A wealth of water
Abundant snow in high country means more water in reservoirs
CRAWFORD STATE PARK — On a recent Sunday, Canada goose goslings here outnumbered anglers 3-1.
Except for a few fishermen scattered along the bank and a solitary kayaker paddling a canary yellow open-water craft across the choppy water, there was little to disturb the goslings, several of which paddled quietly between the adults bookending them to safety.
The quiet day, being a Sunday, and Easter Sunday at that, probably was but a brief interlude at the reservoir, a popular spot for anglers and campers.
It likely will be even more popular this year, if forecasts of a surfeit of water come true.
Abundant snow in the surrounding mountains, much of which remains after recent storms, signals a return to the years when water levels didn’t drop until late-summer irrigation demands required some drawdown.
After a few days of warm weather, some of that snow already is headed into the 400-acre reservoir.
“The reservoir is rising at about 5 feet week,” said Kelly Beauchamp, administrative assistant for the park and regular weekend staffer, leaning out to check a visitor’s parks pass. “It was coming up about a foot and a half week a month ago, so the runoff has really picked up.”
She leaned farther and eyed the snow still covering Land’s End and the peaks beyond.
“There’s still a lot of snow to come down,” she mused. “If the weather gets hot ...”
There is plenty of water everywhere.
The North Fork of the Gunnison River at mid-day Sunday was brown and roiled and running at close to 2,750 cubic feet per second, high enough a couple of rafters had parked their inflatables below the bridge at Hotchkiss.
Coming or going, “It’s going to be a fast ride,” yelled one of the boaters, eyeing the turbulent flows.
Even Paonia Reservoir, drawn down last year to help in a fish removal pro-ject, is said to be coming up, although as of Monday the reservoir was only 4 percent full, according to the Bureau of Reclamation’s data.

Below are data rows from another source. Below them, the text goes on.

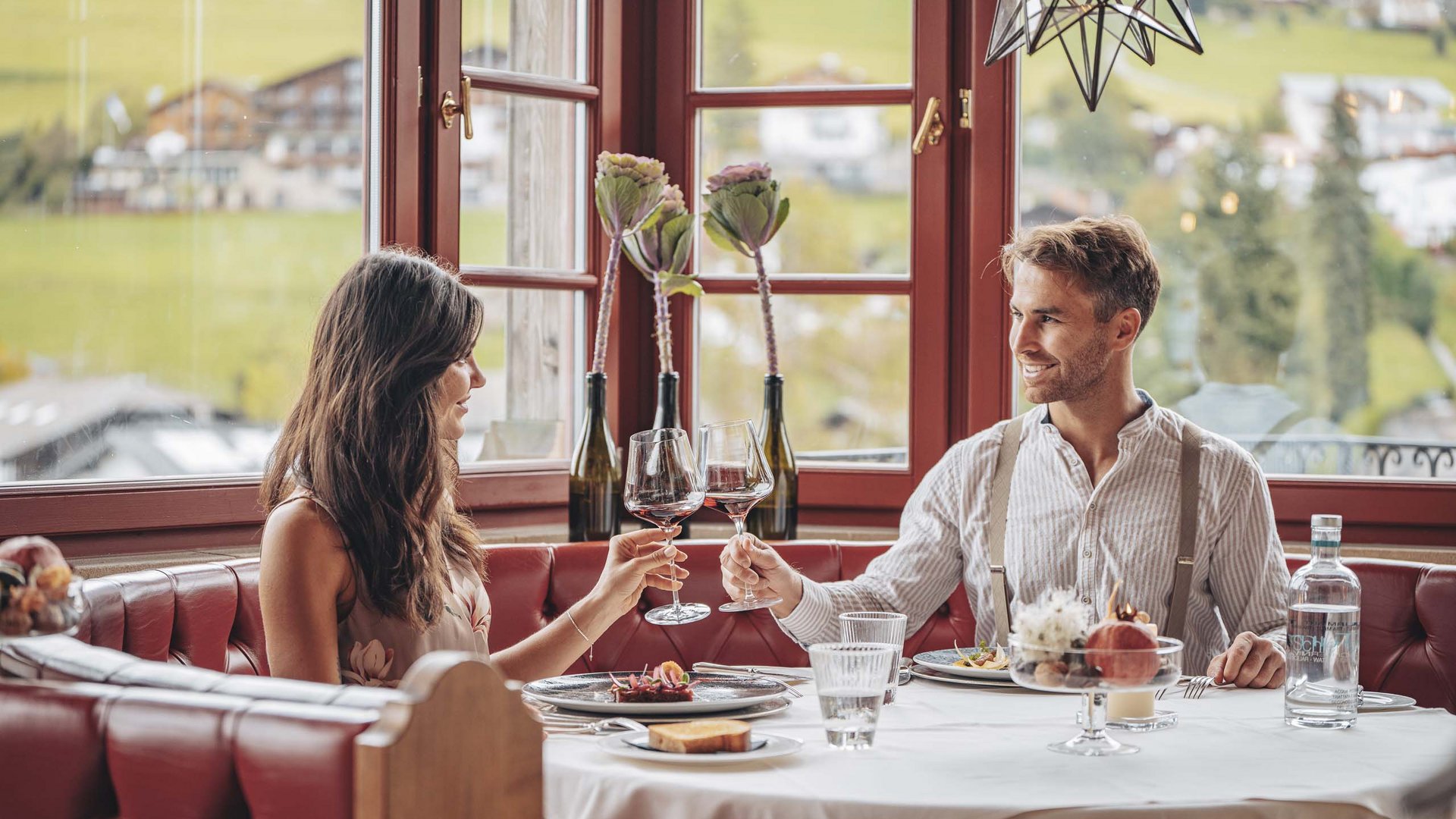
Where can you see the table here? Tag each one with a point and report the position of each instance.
(956, 751)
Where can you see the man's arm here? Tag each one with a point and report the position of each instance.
(1250, 582)
(913, 577)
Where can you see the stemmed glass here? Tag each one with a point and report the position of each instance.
(664, 487)
(736, 477)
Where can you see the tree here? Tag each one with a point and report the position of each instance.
(1343, 241)
(1248, 290)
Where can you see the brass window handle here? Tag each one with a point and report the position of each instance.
(930, 127)
(449, 108)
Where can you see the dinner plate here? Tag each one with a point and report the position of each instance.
(941, 676)
(750, 713)
(944, 662)
(1381, 701)
(714, 692)
(634, 746)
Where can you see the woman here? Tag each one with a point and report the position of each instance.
(366, 561)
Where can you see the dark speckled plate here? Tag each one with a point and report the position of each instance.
(714, 692)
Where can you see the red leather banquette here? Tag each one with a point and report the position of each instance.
(207, 617)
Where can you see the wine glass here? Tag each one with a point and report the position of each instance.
(663, 487)
(736, 477)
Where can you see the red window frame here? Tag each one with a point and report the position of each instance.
(638, 74)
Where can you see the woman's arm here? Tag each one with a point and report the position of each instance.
(302, 576)
(635, 561)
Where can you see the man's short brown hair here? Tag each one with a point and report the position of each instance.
(1109, 257)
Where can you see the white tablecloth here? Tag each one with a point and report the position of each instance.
(952, 751)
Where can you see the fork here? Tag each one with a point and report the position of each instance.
(1196, 687)
(565, 725)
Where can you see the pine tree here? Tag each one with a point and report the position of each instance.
(1248, 290)
(1345, 238)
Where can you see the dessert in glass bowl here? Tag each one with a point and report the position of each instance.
(38, 594)
(1053, 649)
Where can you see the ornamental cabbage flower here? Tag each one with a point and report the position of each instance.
(629, 191)
(629, 188)
(745, 212)
(661, 249)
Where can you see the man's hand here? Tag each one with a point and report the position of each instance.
(750, 563)
(1251, 662)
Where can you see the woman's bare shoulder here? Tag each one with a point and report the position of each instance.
(300, 534)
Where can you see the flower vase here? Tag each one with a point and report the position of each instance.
(777, 518)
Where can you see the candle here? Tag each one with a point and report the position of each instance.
(1128, 704)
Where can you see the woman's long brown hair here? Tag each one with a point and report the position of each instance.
(364, 438)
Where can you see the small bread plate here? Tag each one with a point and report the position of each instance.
(941, 676)
(1381, 701)
(944, 662)
(714, 692)
(634, 745)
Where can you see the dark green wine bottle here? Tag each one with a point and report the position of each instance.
(777, 518)
(669, 417)
(595, 504)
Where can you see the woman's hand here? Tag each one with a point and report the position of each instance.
(635, 561)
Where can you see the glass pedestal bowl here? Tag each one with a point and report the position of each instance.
(55, 617)
(1094, 673)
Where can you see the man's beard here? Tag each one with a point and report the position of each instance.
(1075, 378)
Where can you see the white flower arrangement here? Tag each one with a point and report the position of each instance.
(1052, 624)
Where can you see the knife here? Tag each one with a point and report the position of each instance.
(761, 670)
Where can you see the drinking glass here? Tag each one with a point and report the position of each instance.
(736, 477)
(851, 684)
(663, 487)
(880, 629)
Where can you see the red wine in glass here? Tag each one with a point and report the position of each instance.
(663, 485)
(736, 477)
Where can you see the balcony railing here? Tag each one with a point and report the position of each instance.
(1277, 455)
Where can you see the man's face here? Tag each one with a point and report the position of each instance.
(1062, 350)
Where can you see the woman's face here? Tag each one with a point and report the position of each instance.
(456, 385)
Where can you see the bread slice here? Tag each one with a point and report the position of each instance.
(699, 736)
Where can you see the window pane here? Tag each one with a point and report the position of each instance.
(530, 354)
(522, 181)
(1296, 183)
(533, 37)
(846, 169)
(182, 187)
(843, 401)
(807, 42)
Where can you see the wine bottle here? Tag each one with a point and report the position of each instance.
(595, 504)
(777, 518)
(669, 417)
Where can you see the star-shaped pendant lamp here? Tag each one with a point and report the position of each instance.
(1092, 34)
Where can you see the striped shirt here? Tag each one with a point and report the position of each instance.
(1065, 532)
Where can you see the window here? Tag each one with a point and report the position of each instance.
(522, 213)
(1292, 181)
(162, 270)
(833, 117)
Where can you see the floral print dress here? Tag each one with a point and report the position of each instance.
(378, 651)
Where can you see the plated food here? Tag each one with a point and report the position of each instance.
(1059, 649)
(667, 684)
(599, 694)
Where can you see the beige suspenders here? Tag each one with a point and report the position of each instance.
(1187, 528)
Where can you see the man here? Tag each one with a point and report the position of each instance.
(1091, 485)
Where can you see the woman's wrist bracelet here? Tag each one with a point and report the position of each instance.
(590, 645)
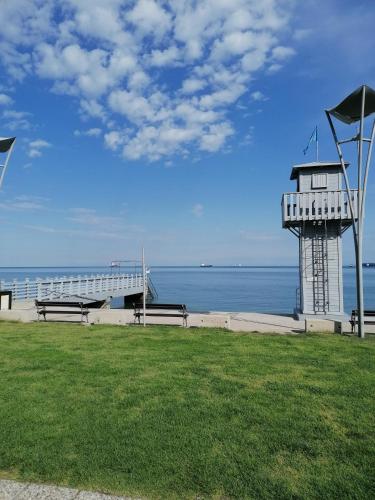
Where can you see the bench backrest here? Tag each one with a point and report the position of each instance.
(44, 303)
(367, 313)
(178, 307)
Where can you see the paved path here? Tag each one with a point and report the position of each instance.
(265, 323)
(14, 490)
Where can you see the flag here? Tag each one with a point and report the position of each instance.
(313, 138)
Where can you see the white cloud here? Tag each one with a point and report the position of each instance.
(24, 203)
(258, 96)
(165, 57)
(36, 147)
(149, 17)
(115, 59)
(282, 53)
(197, 210)
(5, 100)
(91, 132)
(16, 120)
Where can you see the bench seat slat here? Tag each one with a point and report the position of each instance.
(166, 310)
(52, 311)
(167, 315)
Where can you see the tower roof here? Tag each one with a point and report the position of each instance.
(314, 164)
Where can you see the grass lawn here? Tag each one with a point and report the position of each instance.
(167, 412)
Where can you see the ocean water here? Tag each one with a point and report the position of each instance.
(259, 289)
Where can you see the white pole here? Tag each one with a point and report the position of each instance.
(6, 163)
(144, 286)
(361, 331)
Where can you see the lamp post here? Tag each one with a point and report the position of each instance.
(355, 108)
(6, 146)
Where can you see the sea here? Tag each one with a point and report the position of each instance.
(218, 288)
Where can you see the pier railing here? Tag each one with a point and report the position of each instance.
(65, 286)
(317, 205)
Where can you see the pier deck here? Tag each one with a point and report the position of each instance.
(91, 287)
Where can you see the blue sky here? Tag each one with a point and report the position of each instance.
(169, 124)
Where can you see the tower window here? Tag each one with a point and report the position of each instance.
(319, 181)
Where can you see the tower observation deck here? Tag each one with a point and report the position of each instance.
(318, 213)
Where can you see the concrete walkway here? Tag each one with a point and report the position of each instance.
(14, 490)
(233, 321)
(265, 323)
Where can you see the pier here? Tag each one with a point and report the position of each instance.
(91, 287)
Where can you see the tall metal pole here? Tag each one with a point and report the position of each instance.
(359, 266)
(6, 162)
(144, 286)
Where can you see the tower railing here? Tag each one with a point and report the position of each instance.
(318, 205)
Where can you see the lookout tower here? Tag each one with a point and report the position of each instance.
(318, 213)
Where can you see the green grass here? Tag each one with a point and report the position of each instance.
(167, 412)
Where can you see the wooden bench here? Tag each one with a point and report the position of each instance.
(44, 307)
(369, 318)
(166, 310)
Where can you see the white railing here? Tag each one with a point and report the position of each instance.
(65, 286)
(318, 205)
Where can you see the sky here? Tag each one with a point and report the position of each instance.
(170, 124)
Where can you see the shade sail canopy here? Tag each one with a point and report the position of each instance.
(6, 143)
(349, 110)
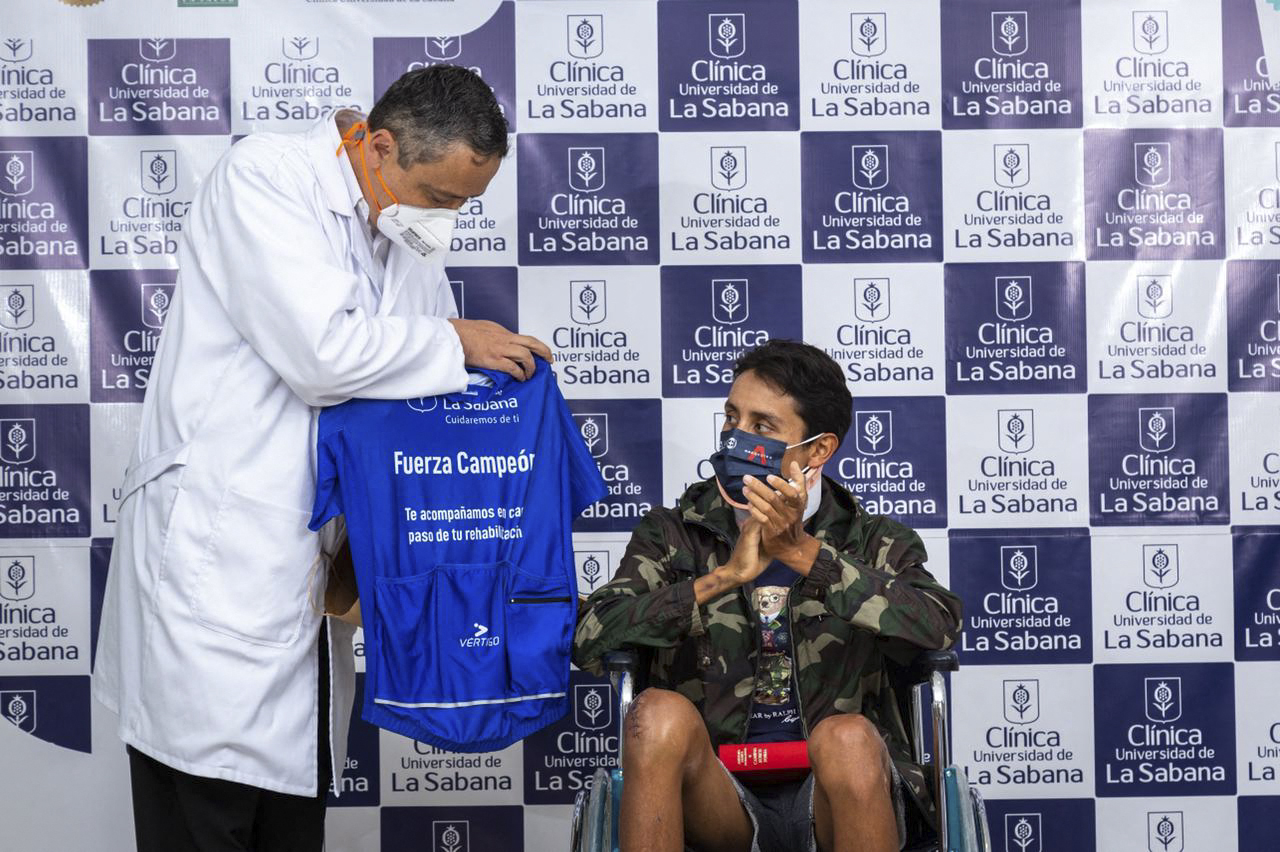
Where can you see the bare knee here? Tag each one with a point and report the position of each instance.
(848, 751)
(661, 725)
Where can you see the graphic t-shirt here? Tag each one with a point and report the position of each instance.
(458, 512)
(775, 715)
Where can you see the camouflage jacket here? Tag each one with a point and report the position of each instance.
(865, 599)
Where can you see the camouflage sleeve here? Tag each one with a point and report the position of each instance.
(649, 601)
(885, 589)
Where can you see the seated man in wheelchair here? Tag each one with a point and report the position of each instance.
(769, 605)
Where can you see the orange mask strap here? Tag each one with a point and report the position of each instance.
(356, 133)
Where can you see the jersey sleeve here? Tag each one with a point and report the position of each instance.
(585, 484)
(328, 503)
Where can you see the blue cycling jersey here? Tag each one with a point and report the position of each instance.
(458, 512)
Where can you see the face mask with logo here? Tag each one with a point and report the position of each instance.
(745, 454)
(424, 232)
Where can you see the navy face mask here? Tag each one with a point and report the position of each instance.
(746, 454)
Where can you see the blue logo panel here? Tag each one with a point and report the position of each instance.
(894, 458)
(625, 439)
(1027, 594)
(1157, 458)
(489, 51)
(712, 315)
(1165, 729)
(871, 197)
(485, 293)
(1010, 68)
(1255, 555)
(54, 709)
(588, 198)
(1015, 328)
(728, 69)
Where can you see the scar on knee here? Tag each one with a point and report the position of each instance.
(635, 713)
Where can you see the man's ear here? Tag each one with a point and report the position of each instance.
(823, 448)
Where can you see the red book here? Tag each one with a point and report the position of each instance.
(773, 761)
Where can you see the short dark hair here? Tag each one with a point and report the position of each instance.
(430, 109)
(808, 375)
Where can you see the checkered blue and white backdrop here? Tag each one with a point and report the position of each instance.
(1041, 237)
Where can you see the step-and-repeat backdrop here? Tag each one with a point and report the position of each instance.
(1042, 238)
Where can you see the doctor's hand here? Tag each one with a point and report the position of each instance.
(488, 344)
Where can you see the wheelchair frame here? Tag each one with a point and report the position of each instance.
(961, 815)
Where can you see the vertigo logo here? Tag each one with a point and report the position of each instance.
(585, 169)
(868, 33)
(1011, 164)
(451, 836)
(300, 49)
(17, 440)
(1164, 699)
(1009, 33)
(593, 708)
(1022, 701)
(17, 577)
(728, 168)
(1019, 567)
(19, 173)
(156, 299)
(585, 36)
(1015, 429)
(871, 299)
(1151, 32)
(1156, 429)
(874, 431)
(16, 50)
(594, 430)
(1023, 833)
(442, 49)
(158, 50)
(1160, 566)
(1151, 163)
(730, 299)
(1013, 297)
(592, 567)
(871, 166)
(726, 35)
(1155, 296)
(158, 172)
(18, 708)
(1164, 832)
(18, 308)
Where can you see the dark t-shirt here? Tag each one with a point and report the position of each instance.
(775, 715)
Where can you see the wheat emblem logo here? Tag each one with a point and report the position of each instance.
(1019, 567)
(1009, 33)
(1011, 165)
(18, 178)
(726, 35)
(1151, 32)
(871, 166)
(1022, 701)
(728, 168)
(1156, 429)
(585, 36)
(18, 577)
(1164, 699)
(443, 49)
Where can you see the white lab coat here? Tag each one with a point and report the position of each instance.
(208, 647)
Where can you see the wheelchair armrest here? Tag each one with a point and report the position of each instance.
(618, 662)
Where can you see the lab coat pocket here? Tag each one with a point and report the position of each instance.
(443, 636)
(250, 582)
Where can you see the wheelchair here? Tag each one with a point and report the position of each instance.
(961, 816)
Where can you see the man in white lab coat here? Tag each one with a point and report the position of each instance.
(311, 270)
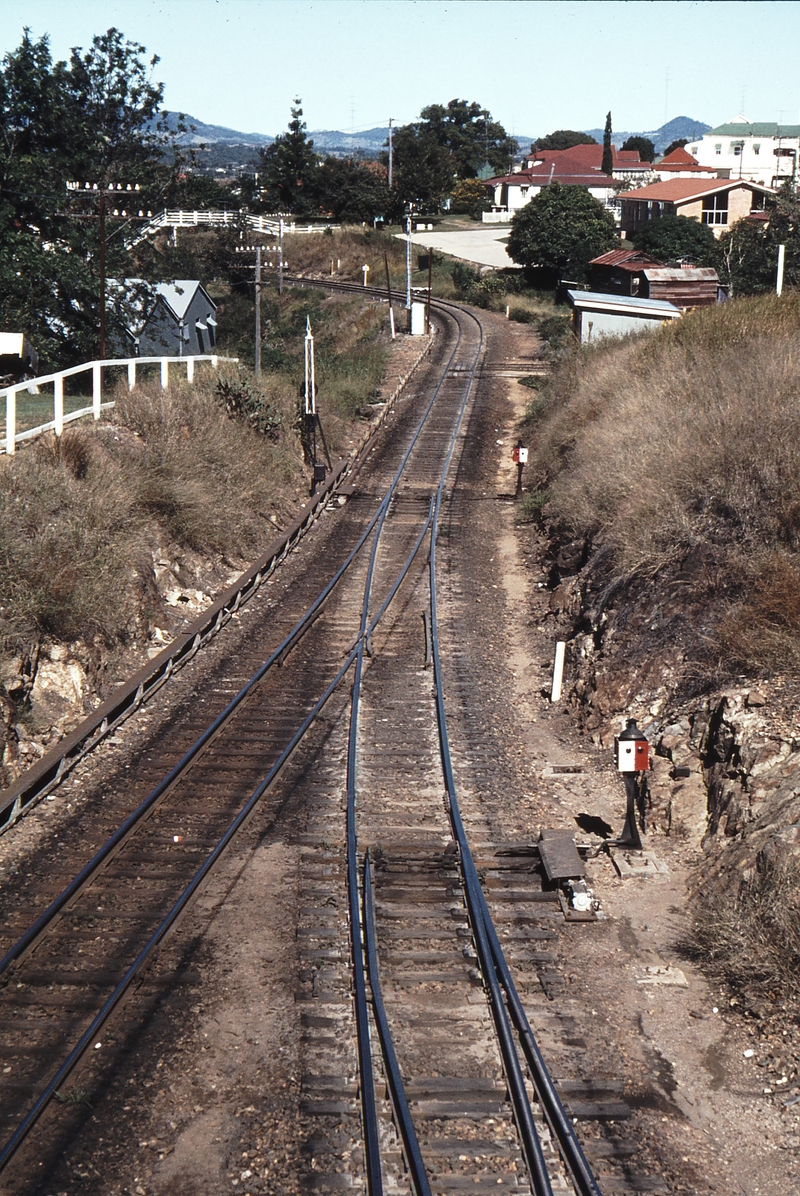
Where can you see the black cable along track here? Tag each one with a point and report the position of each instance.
(16, 955)
(494, 969)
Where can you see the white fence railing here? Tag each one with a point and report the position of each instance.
(185, 219)
(11, 438)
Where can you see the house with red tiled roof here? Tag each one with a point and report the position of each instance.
(576, 166)
(718, 202)
(513, 191)
(627, 165)
(681, 164)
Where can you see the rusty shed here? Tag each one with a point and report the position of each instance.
(685, 286)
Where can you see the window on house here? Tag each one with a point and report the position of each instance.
(715, 208)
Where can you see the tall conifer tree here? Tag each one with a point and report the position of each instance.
(606, 165)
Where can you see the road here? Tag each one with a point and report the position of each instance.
(483, 246)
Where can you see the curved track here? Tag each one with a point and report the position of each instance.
(67, 969)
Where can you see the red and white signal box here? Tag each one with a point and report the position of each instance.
(631, 750)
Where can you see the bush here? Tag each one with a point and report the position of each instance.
(752, 940)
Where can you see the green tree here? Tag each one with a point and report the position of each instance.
(447, 144)
(93, 120)
(422, 170)
(678, 239)
(470, 136)
(291, 169)
(560, 231)
(563, 139)
(353, 191)
(749, 250)
(470, 196)
(645, 146)
(606, 163)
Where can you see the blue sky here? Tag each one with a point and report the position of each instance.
(536, 65)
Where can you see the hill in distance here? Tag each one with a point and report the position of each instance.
(678, 127)
(372, 141)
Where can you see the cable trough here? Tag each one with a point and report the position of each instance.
(380, 569)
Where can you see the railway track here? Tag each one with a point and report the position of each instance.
(374, 772)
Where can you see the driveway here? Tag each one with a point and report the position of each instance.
(483, 246)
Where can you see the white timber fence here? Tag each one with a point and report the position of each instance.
(194, 219)
(42, 404)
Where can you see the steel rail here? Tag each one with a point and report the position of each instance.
(12, 1145)
(515, 1080)
(366, 1075)
(396, 1087)
(493, 959)
(288, 641)
(360, 953)
(356, 901)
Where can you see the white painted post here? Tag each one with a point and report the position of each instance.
(97, 389)
(57, 404)
(11, 422)
(781, 260)
(557, 671)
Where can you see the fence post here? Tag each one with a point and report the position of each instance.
(97, 389)
(57, 404)
(11, 422)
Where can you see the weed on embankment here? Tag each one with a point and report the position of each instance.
(676, 456)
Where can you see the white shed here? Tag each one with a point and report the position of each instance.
(597, 315)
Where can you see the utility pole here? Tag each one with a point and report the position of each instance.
(102, 276)
(781, 260)
(408, 263)
(427, 310)
(257, 362)
(389, 292)
(310, 414)
(101, 193)
(390, 151)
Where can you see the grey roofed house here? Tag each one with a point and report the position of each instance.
(181, 323)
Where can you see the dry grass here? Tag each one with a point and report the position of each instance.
(81, 516)
(685, 443)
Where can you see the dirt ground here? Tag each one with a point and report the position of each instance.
(721, 1126)
(208, 1100)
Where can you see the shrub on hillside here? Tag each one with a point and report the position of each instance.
(709, 473)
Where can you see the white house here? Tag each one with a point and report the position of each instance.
(761, 152)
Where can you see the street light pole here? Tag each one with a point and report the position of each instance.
(257, 364)
(102, 275)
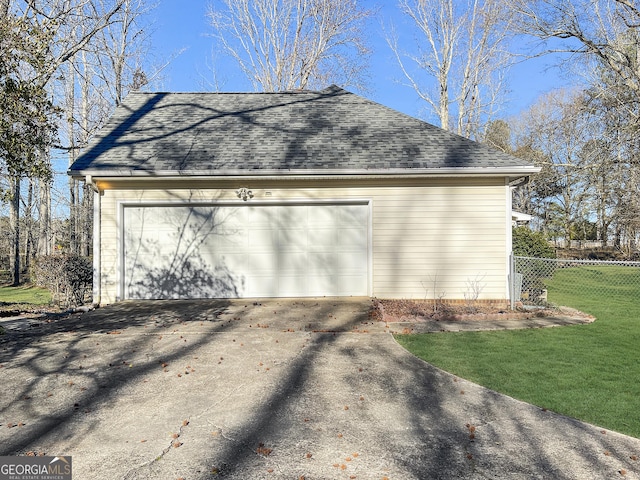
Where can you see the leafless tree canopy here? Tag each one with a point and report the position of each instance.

The Smith Fork of the Gunnison was carrying much of the snowmelt, the diversion into the reservoir spitting enough water through the culvert under Colorado Highway 92 to boil the reservoir and push bits of old trees through the inlet.
The promise of high water, or any water, if you remember the reservoir levels of the recent past when one had to drive a ways out on the old highway grade to wet a line, should please the local anglers and the many visitors who use the park’s two campgrounds as stopping-off points for adventures here and elsewhere.
“We’re usually pretty busy, especially on weekends,” Beauchamp said. “If you’re going to stay here in July or August, you might want to have reservations.”
Downstream, where all this water may eventually wind up, Lake Powell has shown some life, reports Utah fisheries biologist Wayne Gustaveson.
“Lake Powell water level increased a fraction of an inch this week,” Gustaveson wrote in an email. “It wasn’t much but it is a step in the right direction.”
Here is what Gustaveson said about rising water levels and warmwater fish, such as bass and crappie, both of which are found in Crawford along with perch, northern pike and rainbow trout:
“Bass and crappie both spawn in two to three of water so the tumbleweeds will provide some protection as spawning begins. That will improve as the lake rises and covers more weeds.”
Substitute the “vegetation” in Crawford for the “tumbleweeds” in Lake Powell and you have an idea of where to fish as the waters rise and warm to 62-64 degrees.
That could be a month or so off, depending on the speed of runoff and the day temperatures.
So much snow yet remains in the high country that several ski resorts, including Crested Butte, are extending their seasons for this weekend. It’s the first time in that resort’s history that it has re-opened after closing for the spring, according to a resort spokesperson.